Databricks Certified Associate Developer for Apache Spark — Question 193
A data engineer is implementing a streaming pipeline with watermarking to handle late-arriving records. The engineer has written the following code:
inputStream
.withWatermark ("event_time", "10 minutes")
.groupBy (window ("event_time", "15 minutes"))
.count ()
What happens to data that arrives after the watermark threshold?
Answer options
- A. Records that arrive later than the watermark threshold (10 minutes) will automatically be included in the aggregation if they fall within the 15-minute window.
- B. Any data arriving more than 10 minutes after the watermark threshold will be ignored and not included in the aggregation.

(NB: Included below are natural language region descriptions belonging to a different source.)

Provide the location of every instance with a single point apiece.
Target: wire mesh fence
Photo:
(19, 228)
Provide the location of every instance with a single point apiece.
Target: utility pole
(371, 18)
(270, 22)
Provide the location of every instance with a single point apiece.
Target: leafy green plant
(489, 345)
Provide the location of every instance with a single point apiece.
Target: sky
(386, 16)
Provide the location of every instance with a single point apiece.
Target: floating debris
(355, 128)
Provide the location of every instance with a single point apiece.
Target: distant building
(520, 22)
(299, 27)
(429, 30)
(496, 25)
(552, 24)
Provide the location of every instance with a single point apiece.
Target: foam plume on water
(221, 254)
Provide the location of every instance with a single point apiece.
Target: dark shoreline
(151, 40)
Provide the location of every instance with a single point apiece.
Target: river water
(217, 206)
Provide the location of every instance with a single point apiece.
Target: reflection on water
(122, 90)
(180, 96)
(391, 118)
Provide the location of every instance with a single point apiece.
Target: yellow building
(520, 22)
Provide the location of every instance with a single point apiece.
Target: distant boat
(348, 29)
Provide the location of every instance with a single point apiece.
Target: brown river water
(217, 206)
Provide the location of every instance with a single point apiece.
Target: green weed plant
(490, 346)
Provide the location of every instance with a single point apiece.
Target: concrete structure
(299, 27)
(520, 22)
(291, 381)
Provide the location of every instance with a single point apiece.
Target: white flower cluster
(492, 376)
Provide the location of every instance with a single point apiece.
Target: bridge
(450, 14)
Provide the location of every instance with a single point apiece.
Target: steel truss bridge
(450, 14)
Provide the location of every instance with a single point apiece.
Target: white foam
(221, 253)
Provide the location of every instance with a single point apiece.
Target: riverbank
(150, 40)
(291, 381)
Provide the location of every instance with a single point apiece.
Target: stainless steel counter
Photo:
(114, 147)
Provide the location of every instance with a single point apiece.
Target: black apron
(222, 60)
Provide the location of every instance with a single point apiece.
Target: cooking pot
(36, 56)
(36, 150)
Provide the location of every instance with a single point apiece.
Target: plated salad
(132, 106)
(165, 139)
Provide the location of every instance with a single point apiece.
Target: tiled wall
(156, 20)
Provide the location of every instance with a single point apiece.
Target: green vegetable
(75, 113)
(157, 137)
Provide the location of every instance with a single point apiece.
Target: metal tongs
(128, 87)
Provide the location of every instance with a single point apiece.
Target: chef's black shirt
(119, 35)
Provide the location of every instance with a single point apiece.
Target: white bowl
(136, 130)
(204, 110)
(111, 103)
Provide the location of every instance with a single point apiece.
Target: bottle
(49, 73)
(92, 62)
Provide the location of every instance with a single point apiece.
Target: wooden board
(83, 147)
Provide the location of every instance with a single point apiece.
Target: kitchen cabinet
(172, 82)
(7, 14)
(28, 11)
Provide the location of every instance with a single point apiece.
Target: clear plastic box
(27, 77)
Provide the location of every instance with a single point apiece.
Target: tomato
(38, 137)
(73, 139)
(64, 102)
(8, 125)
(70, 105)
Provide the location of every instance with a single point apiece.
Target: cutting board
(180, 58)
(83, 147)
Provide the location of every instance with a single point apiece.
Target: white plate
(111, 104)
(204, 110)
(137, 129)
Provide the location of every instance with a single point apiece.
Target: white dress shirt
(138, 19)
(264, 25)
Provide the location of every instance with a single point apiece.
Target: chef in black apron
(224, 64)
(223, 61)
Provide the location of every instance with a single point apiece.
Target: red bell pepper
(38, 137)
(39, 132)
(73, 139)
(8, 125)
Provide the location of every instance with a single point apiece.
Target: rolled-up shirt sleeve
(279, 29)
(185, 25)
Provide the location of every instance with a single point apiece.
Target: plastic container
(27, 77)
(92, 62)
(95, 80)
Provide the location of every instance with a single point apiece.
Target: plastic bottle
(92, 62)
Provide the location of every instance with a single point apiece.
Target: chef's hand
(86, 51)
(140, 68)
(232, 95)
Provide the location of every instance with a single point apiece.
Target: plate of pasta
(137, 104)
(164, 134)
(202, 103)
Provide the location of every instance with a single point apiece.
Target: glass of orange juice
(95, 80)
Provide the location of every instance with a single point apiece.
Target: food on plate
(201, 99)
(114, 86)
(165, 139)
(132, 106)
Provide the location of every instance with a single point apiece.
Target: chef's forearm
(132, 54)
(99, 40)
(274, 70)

- C. Data arriving more than 10 minutes after the latest watermark will still be included in the aggregation but will be placed into the next window.

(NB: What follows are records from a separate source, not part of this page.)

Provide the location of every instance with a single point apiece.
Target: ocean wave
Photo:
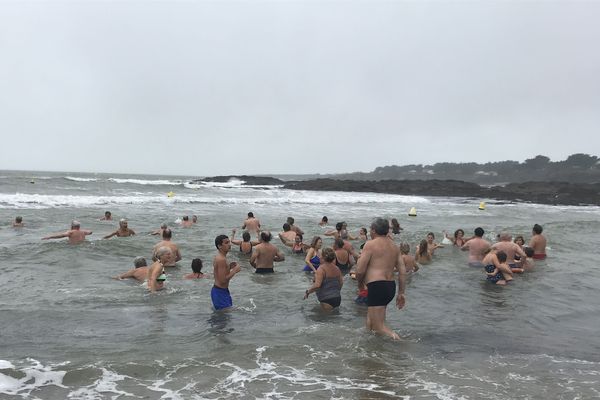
(265, 197)
(77, 179)
(162, 182)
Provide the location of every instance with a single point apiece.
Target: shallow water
(69, 331)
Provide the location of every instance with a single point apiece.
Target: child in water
(409, 261)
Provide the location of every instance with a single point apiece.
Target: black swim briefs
(380, 293)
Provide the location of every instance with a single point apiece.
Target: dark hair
(313, 243)
(422, 247)
(381, 226)
(219, 240)
(328, 254)
(197, 265)
(395, 226)
(266, 236)
(501, 256)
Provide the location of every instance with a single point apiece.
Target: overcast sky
(224, 87)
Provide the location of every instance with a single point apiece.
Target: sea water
(67, 330)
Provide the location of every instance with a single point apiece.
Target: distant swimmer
(185, 222)
(140, 272)
(538, 243)
(163, 226)
(288, 235)
(313, 255)
(431, 245)
(375, 268)
(75, 234)
(123, 230)
(156, 273)
(290, 220)
(18, 222)
(298, 247)
(246, 244)
(409, 261)
(166, 242)
(328, 282)
(196, 270)
(223, 272)
(251, 224)
(422, 254)
(458, 239)
(477, 246)
(265, 254)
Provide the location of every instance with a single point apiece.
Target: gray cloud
(207, 88)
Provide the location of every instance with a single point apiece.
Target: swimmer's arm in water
(310, 254)
(317, 284)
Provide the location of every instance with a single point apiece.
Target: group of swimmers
(374, 267)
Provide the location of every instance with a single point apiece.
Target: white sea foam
(78, 179)
(146, 182)
(36, 376)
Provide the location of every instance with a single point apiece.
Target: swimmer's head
(381, 226)
(197, 265)
(140, 262)
(219, 240)
(501, 256)
(265, 236)
(246, 236)
(528, 251)
(328, 254)
(404, 248)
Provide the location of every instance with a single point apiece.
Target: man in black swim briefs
(375, 267)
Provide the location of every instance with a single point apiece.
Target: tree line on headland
(575, 181)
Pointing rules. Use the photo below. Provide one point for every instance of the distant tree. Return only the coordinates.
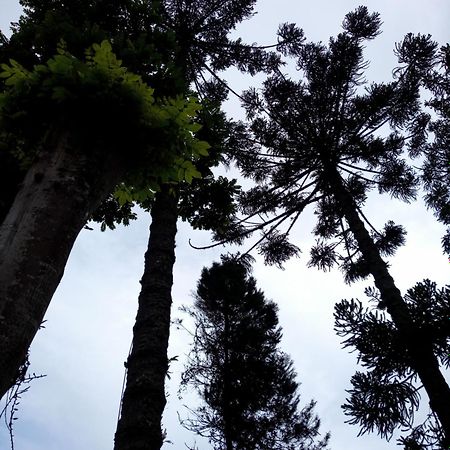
(318, 141)
(247, 385)
(436, 166)
(200, 31)
(386, 396)
(84, 124)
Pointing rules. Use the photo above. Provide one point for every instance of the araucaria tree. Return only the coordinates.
(247, 385)
(328, 139)
(386, 396)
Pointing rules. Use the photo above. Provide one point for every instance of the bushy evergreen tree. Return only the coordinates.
(247, 384)
(386, 396)
(328, 139)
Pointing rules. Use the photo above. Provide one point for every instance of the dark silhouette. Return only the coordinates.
(202, 44)
(247, 385)
(82, 126)
(386, 396)
(315, 141)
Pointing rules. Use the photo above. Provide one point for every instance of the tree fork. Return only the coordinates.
(420, 348)
(58, 194)
(139, 426)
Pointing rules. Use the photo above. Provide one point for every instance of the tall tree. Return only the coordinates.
(202, 44)
(61, 112)
(247, 385)
(436, 170)
(318, 141)
(386, 396)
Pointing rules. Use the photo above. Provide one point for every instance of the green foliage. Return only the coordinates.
(247, 384)
(101, 101)
(386, 397)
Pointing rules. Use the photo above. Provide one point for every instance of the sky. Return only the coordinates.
(89, 323)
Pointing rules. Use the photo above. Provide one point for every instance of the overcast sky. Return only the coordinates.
(89, 322)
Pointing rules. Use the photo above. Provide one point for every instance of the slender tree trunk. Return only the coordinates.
(139, 427)
(226, 380)
(59, 192)
(419, 346)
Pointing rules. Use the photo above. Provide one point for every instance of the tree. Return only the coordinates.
(386, 396)
(247, 385)
(200, 32)
(436, 174)
(61, 113)
(316, 141)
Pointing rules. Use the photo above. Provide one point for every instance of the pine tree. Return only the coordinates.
(436, 169)
(61, 113)
(386, 396)
(200, 31)
(247, 385)
(317, 141)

- D. The watermark ensures that late data arriving within 10 minutes of the latest event_time will be processed and included in the windowed aggregation.
Correct answer: B
Explanation
The correct answer is B because records that arrive more than 10 minutes after the watermark threshold are considered late and are dropped from the aggregation. Option A is incorrect as it suggests late records are included, which contradicts the watermark's purpose. Option C is also wrong because late data does not shift to the next window; it's ignored altogether. Option D misrepresents the behavior of the watermark, which does not process data arriving later than the threshold.